Die oben beschriebenen negativen Auswirkungen auf dem Weg zur Bioenergie lassen sich durch eine schlagkräftige Politik auf internationaler Ebene vermeiden, die einer veränderten Flächennutzung entgegenwirkt, welche die Umweltprobleme noch verschärfen würde. Die Herausforderung ist zweifellos globaler Natur, und wir müssen eine weltweite Debatte darüber in Gang setzen, wie wir dem Verlust an biologischer Vielfalt und dem Klimawandel bei gleichzeitiger Berücksichtigung der weltweit steigenden Nachfrage nach Nahrungsmitteln und der dramatisch gestiegenen Ölpreise Einhalt gebieten können.

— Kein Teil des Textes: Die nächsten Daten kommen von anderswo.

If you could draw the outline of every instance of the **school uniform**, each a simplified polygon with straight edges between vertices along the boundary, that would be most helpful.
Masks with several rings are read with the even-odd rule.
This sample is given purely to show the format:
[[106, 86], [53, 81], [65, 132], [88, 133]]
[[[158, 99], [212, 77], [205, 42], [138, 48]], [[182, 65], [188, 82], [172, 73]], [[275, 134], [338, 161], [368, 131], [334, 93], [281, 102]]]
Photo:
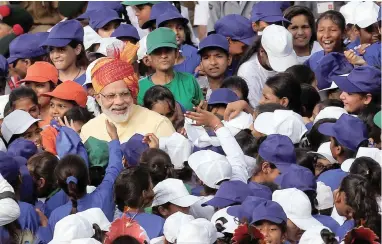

Nach Auffassung der EUA-Experten sollte Europa aktiv darauf hinarbeiten, möglichst viel Bioenergie in Europa zu erzeugen und zugleich ein Gleichgewicht zwischen Nahrungsmittel-, Brennstoff- und Faserproduktion anstreben, ohne die Leistungen der Ökosysteme zu gefährden. Wir sollten die bisherigen Erkenntnisse über Biokraftstoffe als Grundlage für Erforschung und Entwicklung fortschrittlicher Biokraftstoffe verwenden (siehe Textkasten). Dabei sollten wir alle Umweltfolgen einbeziehen, einschließlich der Auswirkungen auf Böden, Wasser und biologische Vielfalt bis hin zu den Treibhausgasemissionen. Auf diese Weise könnte die EU eine Führungsrolle beim Aufbau eines wirklich nachhaltigen Bioenergiesektors übernehmen.
Ein Versprechen der nächsten Generation Biokraftstoffe der zweiten Generation können aus einer Vielzahl von nicht für Lebensmittel genutzten Pflanzen hergestellt werden. Dazu gehören u.a. Abfallbiomasse, Holz, Weizen- oder Maisstängel und spezielle Energie- oder Biomassepflanzen wie Chinaschilf. Biokraftstoffe der zweiten Generation können die Treibhausgasemissionen und andere negative Effekte wie den Düngereinsatz zwar signifikant verringern, doch sie werden vermutlich nicht rechtzeitig verfügbar stehen, um wesentlich zum Erreichen des Zehn-Prozent-Ziels für den Biokraftstoffanteil im Verkehrssektor beizutragen. In Bezug auf diese Produktionsprozesse, ihre Auswirkungen und Möglichkeiten ist noch viel Forschungsarbeit notwendig. Zudem werden Energiepflanzen und Nahrungspflanzen wohl auch künftig um Flächen und Wasser konkurrieren. |
Referenzliteratur
Donner, S. D. und Kucharik, C. J., 2008. Corn‑based ethanol production compromises goal of reducing nitrogen expert by the Mississippi river. Proceedings of the National Academy of Sciences, Vol. 105, S. 4 513–4 518.
EUA, 2006. How much bioenergy can Europe produce without harming the environment. EEA Report No 7/2006.
EurObserver. Biofuels Barometer: http://www. energies-renouvelables.org/observ-er/stat_baro/observ/baro185.pdf.
OECD, 2008. Economic assessment of biofuel support policies. Organisation für wirtschaftliche Entwicklung und Zusammenarbeit, Paris.
(1) Erneuerbaren Energien sind Energie aus Wind, Meer, Sonne, Wasserkraft usw.
(2) Der Begriff Biokraftstoff kann für alle Kraftstoffe (fest, flüssig oder gasförmig) verwendet werden, die aus Biomasse hergestellt wurden. In diesem Beitrag bezieht er sich jedoch speziell auf Kraftstoffe für Verkehrszwecke.